Muscat: A sexagenarian Omani from the country’s northwest region is the first to test positive for the deadly Mers coronavirus.

Mohammad Bin Saif Al Hosni, Undersecretary for Health Affairs, made an official report on Tuesday evening.

The unnamed 61-year-old citizen first reported at the Adam health centre, about 200km northwest of Muscat, with fever on Saturday. He was shifted to Nizwa Hospital on Monday and on Tuesday the senior Omani citizen tested positive.

According to sources the patient with Mers has not left the country in recent times and investigations are on to determine how he contracted it.

Giving details of the case, the undersecretary said that the situation was under control and there was no need for panic. “The affected patient is undergoing treatment at a hospital and his condition is stable,” he added.

Al Hosni said that the patient contracted the disease after coming into contact with someone from outside Oman. “More details of the case will be known in a few days.”
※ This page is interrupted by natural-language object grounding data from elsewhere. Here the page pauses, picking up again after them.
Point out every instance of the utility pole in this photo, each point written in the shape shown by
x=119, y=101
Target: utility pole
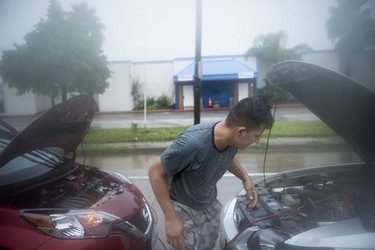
x=197, y=68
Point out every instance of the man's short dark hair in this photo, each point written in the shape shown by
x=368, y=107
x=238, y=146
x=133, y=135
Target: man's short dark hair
x=250, y=112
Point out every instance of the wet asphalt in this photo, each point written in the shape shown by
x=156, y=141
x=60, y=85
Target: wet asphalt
x=170, y=118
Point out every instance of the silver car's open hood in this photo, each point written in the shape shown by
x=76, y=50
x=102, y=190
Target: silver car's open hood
x=342, y=103
x=63, y=126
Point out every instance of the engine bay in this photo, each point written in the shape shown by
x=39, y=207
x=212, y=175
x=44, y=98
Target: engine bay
x=83, y=188
x=296, y=204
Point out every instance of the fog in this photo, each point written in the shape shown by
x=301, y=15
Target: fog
x=141, y=30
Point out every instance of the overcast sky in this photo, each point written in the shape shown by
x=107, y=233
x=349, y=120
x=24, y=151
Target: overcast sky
x=139, y=30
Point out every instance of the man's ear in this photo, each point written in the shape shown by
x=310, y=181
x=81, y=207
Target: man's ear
x=241, y=131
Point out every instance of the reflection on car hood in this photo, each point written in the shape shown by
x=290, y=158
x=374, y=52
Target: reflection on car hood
x=63, y=126
x=339, y=101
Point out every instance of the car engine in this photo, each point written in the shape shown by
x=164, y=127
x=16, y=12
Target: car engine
x=299, y=211
x=83, y=188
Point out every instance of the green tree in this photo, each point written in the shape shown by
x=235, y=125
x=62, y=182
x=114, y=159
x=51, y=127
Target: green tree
x=270, y=49
x=61, y=55
x=351, y=28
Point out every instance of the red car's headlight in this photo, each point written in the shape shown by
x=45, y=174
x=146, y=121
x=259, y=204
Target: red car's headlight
x=71, y=224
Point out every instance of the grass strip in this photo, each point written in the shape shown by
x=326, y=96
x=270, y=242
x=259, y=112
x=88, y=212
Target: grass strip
x=280, y=129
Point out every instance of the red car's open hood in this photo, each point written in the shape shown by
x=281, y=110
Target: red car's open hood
x=63, y=126
x=339, y=101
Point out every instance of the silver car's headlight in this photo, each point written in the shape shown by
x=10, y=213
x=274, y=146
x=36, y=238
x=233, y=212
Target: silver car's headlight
x=71, y=224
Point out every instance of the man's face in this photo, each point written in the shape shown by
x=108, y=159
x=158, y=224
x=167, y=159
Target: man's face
x=245, y=138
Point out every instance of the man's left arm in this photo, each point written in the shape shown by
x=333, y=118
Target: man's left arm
x=252, y=194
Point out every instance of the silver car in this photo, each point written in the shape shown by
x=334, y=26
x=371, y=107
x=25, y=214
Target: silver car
x=325, y=207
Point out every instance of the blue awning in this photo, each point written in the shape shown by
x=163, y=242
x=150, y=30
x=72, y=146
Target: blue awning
x=224, y=69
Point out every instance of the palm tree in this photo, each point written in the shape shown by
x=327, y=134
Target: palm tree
x=270, y=49
x=351, y=28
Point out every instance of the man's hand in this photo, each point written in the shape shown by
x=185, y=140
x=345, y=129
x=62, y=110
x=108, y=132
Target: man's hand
x=176, y=234
x=251, y=192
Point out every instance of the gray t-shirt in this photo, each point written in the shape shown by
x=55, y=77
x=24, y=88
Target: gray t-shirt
x=194, y=165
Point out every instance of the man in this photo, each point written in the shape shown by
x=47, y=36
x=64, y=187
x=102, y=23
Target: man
x=184, y=178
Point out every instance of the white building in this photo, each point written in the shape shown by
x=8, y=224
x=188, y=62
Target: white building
x=157, y=78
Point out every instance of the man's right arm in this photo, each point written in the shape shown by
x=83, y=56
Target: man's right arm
x=175, y=231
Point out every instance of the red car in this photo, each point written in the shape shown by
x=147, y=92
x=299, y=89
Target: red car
x=49, y=201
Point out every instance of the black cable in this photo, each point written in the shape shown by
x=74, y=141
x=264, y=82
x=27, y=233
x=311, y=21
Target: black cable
x=265, y=154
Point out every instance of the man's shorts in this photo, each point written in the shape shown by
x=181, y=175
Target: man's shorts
x=202, y=226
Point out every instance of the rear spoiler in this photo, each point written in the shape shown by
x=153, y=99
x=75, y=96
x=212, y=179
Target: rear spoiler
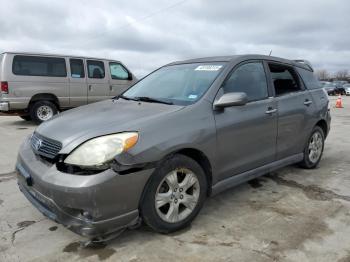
x=305, y=62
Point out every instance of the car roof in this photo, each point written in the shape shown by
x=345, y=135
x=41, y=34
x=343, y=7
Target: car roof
x=233, y=58
x=58, y=55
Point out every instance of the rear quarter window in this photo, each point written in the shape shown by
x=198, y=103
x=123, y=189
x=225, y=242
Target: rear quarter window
x=308, y=78
x=39, y=66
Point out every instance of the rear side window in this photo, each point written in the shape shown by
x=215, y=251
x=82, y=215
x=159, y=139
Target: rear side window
x=249, y=78
x=118, y=71
x=77, y=68
x=284, y=79
x=309, y=79
x=39, y=66
x=96, y=69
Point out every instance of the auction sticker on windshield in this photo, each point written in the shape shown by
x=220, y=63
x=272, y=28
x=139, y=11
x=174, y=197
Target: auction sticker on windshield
x=208, y=68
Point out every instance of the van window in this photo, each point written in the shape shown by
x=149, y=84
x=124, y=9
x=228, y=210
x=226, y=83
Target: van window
x=96, y=69
x=249, y=78
x=39, y=66
x=118, y=71
x=284, y=79
x=77, y=68
x=309, y=79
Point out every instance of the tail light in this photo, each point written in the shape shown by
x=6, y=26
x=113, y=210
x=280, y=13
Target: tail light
x=4, y=87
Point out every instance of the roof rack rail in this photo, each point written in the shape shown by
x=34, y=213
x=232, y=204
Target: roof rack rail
x=305, y=62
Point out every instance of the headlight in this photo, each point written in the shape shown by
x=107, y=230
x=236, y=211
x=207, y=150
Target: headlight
x=100, y=150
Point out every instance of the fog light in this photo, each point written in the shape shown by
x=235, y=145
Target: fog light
x=86, y=214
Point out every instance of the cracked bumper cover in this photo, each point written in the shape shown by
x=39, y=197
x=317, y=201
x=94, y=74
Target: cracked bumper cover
x=91, y=205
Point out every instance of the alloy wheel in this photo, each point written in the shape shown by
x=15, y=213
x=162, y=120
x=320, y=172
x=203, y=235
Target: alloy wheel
x=177, y=195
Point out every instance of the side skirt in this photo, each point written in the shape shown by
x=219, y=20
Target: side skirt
x=254, y=173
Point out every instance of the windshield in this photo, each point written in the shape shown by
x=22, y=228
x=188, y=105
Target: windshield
x=177, y=84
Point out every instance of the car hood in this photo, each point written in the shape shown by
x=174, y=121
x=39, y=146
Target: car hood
x=75, y=126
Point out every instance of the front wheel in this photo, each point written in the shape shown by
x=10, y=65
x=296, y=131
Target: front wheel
x=314, y=149
x=174, y=195
x=42, y=111
x=26, y=117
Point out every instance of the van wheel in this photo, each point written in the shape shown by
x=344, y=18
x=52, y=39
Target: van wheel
x=42, y=111
x=26, y=118
x=314, y=149
x=174, y=195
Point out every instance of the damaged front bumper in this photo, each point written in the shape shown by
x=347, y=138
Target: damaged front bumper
x=91, y=205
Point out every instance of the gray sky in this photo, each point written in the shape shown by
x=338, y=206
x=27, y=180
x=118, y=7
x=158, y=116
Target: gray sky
x=147, y=34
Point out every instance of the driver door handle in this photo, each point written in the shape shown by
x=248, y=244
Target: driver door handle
x=271, y=110
x=307, y=102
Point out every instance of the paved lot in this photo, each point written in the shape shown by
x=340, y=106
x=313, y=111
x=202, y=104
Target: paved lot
x=291, y=215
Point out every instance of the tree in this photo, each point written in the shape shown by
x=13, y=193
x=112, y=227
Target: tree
x=322, y=74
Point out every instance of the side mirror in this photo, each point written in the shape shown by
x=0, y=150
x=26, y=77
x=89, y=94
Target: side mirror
x=231, y=99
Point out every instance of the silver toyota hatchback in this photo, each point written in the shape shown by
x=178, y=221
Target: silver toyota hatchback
x=187, y=131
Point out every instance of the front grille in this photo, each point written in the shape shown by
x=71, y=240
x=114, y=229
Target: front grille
x=45, y=147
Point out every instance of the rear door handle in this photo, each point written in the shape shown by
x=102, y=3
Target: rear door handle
x=307, y=102
x=271, y=110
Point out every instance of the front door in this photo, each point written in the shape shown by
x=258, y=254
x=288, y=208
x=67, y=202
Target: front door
x=98, y=86
x=246, y=135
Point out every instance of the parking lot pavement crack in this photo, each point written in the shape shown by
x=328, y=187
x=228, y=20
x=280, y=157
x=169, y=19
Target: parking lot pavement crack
x=311, y=191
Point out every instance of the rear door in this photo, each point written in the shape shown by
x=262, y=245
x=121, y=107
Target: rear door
x=119, y=78
x=246, y=135
x=98, y=85
x=295, y=110
x=77, y=82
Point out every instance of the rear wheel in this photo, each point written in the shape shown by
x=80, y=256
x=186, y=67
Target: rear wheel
x=42, y=111
x=314, y=149
x=174, y=194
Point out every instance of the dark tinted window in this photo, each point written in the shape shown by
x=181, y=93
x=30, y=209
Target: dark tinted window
x=39, y=66
x=96, y=69
x=284, y=79
x=309, y=79
x=249, y=78
x=77, y=68
x=118, y=71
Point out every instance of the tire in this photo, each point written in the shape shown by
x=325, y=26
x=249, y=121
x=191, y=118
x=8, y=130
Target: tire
x=156, y=218
x=26, y=117
x=309, y=161
x=42, y=111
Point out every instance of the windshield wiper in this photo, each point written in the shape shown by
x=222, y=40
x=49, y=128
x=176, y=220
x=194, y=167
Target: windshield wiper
x=126, y=98
x=152, y=100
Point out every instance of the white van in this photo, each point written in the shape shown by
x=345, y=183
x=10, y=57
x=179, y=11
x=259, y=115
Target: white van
x=38, y=86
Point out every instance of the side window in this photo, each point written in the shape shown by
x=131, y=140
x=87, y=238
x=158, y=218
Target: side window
x=118, y=71
x=249, y=78
x=77, y=68
x=284, y=79
x=39, y=66
x=96, y=69
x=309, y=79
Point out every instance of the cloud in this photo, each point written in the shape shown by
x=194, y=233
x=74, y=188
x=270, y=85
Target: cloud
x=146, y=35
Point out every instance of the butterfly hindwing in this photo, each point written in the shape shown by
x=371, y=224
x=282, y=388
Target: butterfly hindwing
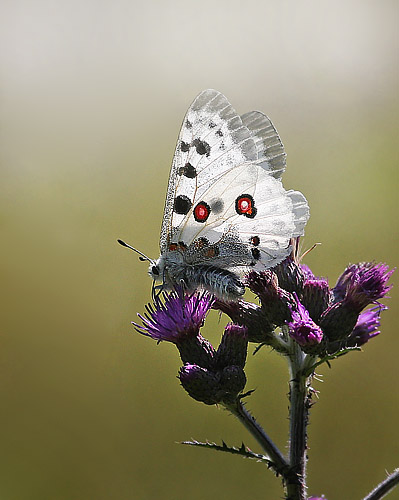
x=251, y=211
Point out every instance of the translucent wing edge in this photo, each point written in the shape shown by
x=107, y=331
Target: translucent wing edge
x=271, y=153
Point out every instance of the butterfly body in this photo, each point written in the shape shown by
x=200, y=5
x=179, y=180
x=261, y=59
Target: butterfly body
x=226, y=210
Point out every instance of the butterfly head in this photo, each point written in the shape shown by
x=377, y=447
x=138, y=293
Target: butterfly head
x=155, y=269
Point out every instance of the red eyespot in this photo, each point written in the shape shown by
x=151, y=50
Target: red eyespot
x=201, y=211
x=245, y=205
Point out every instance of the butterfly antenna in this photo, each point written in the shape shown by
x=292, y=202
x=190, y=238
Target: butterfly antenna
x=142, y=257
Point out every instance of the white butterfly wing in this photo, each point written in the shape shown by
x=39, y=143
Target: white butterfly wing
x=268, y=144
x=261, y=238
x=212, y=140
x=220, y=158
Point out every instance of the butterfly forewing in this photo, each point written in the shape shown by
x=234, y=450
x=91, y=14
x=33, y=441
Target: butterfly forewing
x=212, y=140
x=226, y=208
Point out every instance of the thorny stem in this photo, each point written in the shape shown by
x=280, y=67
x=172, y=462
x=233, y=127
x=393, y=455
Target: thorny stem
x=280, y=464
x=299, y=413
x=385, y=487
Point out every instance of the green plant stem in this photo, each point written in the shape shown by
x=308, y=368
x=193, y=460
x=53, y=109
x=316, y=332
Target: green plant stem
x=385, y=487
x=299, y=413
x=280, y=465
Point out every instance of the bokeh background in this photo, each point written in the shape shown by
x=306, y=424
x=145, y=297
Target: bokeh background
x=92, y=98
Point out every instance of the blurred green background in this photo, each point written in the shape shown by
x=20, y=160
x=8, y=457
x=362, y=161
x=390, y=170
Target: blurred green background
x=92, y=97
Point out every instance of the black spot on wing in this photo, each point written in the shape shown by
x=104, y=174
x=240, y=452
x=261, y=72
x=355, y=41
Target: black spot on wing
x=184, y=146
x=255, y=253
x=188, y=171
x=202, y=147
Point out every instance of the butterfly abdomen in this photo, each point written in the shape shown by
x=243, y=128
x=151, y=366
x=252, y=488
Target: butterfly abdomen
x=221, y=282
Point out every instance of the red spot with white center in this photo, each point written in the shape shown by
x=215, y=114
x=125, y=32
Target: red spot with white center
x=245, y=205
x=201, y=211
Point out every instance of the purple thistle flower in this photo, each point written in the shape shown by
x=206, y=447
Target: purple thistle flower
x=363, y=284
x=367, y=326
x=212, y=387
x=176, y=317
x=307, y=272
x=233, y=347
x=302, y=328
x=250, y=315
x=315, y=296
x=201, y=384
x=275, y=301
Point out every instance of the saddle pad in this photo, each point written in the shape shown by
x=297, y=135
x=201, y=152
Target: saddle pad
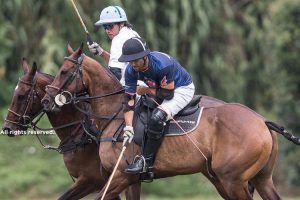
x=187, y=123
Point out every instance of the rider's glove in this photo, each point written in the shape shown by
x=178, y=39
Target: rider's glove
x=95, y=48
x=128, y=134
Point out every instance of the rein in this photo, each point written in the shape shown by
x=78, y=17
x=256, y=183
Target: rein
x=24, y=120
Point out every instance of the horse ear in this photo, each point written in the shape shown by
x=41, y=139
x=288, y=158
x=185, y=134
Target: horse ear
x=25, y=66
x=79, y=50
x=70, y=49
x=34, y=68
x=81, y=46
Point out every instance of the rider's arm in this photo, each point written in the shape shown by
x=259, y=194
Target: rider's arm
x=105, y=55
x=141, y=90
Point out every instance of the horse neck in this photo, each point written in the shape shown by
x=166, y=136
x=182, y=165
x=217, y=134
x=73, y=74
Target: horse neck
x=67, y=114
x=102, y=82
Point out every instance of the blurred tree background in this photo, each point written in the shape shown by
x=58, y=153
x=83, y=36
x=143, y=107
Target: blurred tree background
x=244, y=51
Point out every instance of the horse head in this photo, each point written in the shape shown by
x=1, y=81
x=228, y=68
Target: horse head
x=25, y=102
x=78, y=74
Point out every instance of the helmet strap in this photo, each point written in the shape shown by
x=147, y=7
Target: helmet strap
x=145, y=62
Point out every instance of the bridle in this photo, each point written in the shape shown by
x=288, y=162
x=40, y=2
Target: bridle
x=23, y=119
x=76, y=73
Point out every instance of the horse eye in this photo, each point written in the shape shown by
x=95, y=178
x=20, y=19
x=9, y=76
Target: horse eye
x=63, y=72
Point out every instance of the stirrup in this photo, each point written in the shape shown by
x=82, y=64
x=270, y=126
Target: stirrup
x=136, y=158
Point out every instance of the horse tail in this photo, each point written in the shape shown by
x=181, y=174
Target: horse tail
x=281, y=130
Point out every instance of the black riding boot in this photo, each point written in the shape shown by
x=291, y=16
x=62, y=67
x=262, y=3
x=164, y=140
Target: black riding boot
x=149, y=151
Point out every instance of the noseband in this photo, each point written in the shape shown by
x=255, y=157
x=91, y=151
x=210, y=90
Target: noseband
x=24, y=119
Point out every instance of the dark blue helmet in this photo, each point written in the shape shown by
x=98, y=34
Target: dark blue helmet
x=133, y=49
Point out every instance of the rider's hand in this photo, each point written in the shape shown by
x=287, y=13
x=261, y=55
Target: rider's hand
x=95, y=48
x=128, y=134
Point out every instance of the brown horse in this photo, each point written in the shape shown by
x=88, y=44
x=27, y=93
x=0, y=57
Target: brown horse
x=80, y=156
x=233, y=145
Symptoms of Mers-CoV infection include renal failure and severe acute pneumonia, which often result in a fatal outcome. The first patient had a “seven-day history of fever, cough, expectoration and shortness of breath”.

Mers has an estimated incubation period of 12 days. Like Sars, Mers appears to cause a lung infection, with patients suffering from a temperature, cough and breathing difficulty. But it differs in that it also causes rapid kidney failure and the extremely high death rate has caused serious concern. The Middle East Respiratory Syndrome Coronavirus (Mers-CoV) has so far claimed 62 lives worldwide, with the greatest number of deaths in Saudi Arabia where the disease first appeared in September 2012, according to the World Health Organisation.